I am writing this for a friend; a great guy who damaged his arm something fierce this summer, then started wearing longer sleeves so no one could see his torn bicep. He seemed uncomfortable about his injury, and I couldn’t seem to get across to him that I thought his scars improved him, not diminished him in some way.
Scars are a living breathing symbol of risk. If you’ve never stepped out of your bubble, never put yourself out there to live life and push the boundaries, you probably don’t have any scars.
I work in an engineering office filled with pasty, pale, play-it-safe guys. The ones who probably stayed indoors on beautiful Saturday mornings when they were kids, only going outside when their parents kicked them out the back door, who thought the treehouse was best used for reading a good book. It is a great place to read a book, but unless you also turned it into a pirate ship, swung on a rope over its railing and wound up in your mama’s kitchen with a split lip and an icepack on your head, you never really enjoyed it.
I have some co-workers who don’t have any scars and are proud of that fact. One guy jammed his pinky finger playing rec basketball at the YMCA last year, and wound up having physio to correct the minor bend from the last knuckle. It functioned fine, it didn’t cause him pain, but he didn’t like the idea of living with a bent finger for the rest of his life. My grandma had a word for this kind of guy: milquetoast. A nice enough fella, but nothing exciting.
Now contrast that with, say, my guy. His nose isn’t where God originally put it; a legacy of a teenage jiu-jitsu demo done full out to wow the crowd, and a move that went just a little bit wrong (note: he finished the demo anyways). That part in his hair? It’s not a part; it’s the place where they sewed his head back together after his brother corkscrewed their car down a dark slick road. The grizzled knuckle tells the story of losing his balance while putting a roof on in the rain. The tiny pockmark in his calf speaks to a vicious poodle attack he didn’t actually think broke through his jeans, and only discovered later when he noticed blood on his socks.
Scars come packaged with stories. As you go though life, living full out, you are bound to accumulate some damage. Scars are the souvenirs you carry with you instead of leaving on a shelf. Ask someone about their scars and you’re bound to hear some great stories – about that fishing trip with his dad when he was ten, about that surgically corrected heart defect that affects all the women in her family, about how he learned first hand to be careful around pneumatic nail guns. A scar is the beginning of a conversation.
And that conversation might just lead down a dark road. Lots of scars are the result of bad detours. Needle tracks, the long-healed bullet wound on a refugee, the tortured skin where a tattoo once existed. All those are human too, souvenirs of trials survived and overcome. Stories worth hearing.
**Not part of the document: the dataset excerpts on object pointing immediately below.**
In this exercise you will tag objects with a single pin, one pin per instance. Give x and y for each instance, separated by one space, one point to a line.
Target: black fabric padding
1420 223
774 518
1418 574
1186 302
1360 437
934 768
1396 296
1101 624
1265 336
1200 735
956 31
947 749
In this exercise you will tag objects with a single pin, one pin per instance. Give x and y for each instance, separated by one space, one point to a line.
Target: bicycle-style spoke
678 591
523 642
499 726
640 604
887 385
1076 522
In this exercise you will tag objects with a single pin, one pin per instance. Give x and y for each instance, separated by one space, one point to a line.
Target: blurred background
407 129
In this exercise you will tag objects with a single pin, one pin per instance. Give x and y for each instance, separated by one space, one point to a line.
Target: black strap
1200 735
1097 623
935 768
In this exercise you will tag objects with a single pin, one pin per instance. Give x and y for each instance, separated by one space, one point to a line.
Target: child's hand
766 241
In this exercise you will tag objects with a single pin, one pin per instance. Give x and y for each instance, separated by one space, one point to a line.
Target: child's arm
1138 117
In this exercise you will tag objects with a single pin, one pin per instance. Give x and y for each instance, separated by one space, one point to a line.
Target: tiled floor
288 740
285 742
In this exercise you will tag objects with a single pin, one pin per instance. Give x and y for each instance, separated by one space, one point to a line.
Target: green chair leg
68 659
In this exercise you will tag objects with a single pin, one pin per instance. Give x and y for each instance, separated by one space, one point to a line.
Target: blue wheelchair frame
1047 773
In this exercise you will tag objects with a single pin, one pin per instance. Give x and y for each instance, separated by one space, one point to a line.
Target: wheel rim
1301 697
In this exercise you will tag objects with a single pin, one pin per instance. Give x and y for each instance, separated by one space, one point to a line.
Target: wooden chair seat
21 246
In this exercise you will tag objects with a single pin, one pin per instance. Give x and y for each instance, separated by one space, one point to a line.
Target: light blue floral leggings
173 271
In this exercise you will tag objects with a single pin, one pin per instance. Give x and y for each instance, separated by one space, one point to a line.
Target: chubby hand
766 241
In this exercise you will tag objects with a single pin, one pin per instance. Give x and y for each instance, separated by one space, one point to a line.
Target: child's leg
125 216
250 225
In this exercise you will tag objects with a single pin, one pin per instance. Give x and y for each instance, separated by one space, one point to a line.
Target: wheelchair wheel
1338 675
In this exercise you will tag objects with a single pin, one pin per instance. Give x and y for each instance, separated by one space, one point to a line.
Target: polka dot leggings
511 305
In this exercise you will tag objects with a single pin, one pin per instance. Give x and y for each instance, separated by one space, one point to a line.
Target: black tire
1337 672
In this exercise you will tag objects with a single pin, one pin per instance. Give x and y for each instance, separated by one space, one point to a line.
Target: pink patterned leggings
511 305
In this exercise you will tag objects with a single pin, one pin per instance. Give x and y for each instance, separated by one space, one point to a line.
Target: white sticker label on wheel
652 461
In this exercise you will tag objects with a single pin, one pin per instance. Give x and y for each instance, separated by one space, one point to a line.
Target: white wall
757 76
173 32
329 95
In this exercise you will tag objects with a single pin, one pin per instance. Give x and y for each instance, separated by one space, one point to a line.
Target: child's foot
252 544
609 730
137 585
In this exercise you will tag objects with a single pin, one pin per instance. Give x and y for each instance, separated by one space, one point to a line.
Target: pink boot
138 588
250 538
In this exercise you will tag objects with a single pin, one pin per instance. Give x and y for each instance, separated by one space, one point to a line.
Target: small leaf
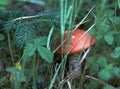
29 50
4 2
104 75
109 12
40 41
2 37
46 54
40 78
116 53
102 61
109 39
108 87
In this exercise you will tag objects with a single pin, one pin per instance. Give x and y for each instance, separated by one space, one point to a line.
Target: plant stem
10 48
34 71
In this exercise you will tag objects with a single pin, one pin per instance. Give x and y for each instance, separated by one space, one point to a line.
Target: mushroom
79 40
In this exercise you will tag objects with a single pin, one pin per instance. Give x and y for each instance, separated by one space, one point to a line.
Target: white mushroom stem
74 74
84 56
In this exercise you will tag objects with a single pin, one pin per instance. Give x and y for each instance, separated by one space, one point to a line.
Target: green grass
30 41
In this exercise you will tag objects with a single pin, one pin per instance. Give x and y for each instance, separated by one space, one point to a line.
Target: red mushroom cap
79 40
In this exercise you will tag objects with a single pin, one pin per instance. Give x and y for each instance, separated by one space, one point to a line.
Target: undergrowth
28 58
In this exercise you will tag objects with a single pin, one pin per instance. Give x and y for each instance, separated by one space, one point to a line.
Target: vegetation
28 35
Ok, so maybe you have a scar, but it’s a perfectly boring tale as to how you got it. Embellish! Sure, maybe you dinged yourself falling down the stairs, but the story sounds so much more interesting if you happen to be giving CPR to a baby kitten at the time. And that faint line from routine surgery isn’t so ‘routine’ if it happened during the big power blackout of 2006 and the doctor completed the stitches by flashlight.
And as for me – we’ll sit down over a beer sometime and I’ll tell you about breaking my nose when I was three, and how I drove a piece of bamboo through my foot at summer camp. I might even show the foot I dropped the hay wagon tongue on when I was hitching up the tractor, and, if you’re in the mood for a laugh, I’ll point out my gnarled knuckles and tell you how I busted two fingers on my left hand and had them buddy taped into the nanoo-nanoo position for weeks.
Imperfection is the spice of life. It should be celebrated and shared. Who would you rather sit beside on a long bus ride – the milquetoast man or Mr. Torn Bicep? I know which seat I’d choose.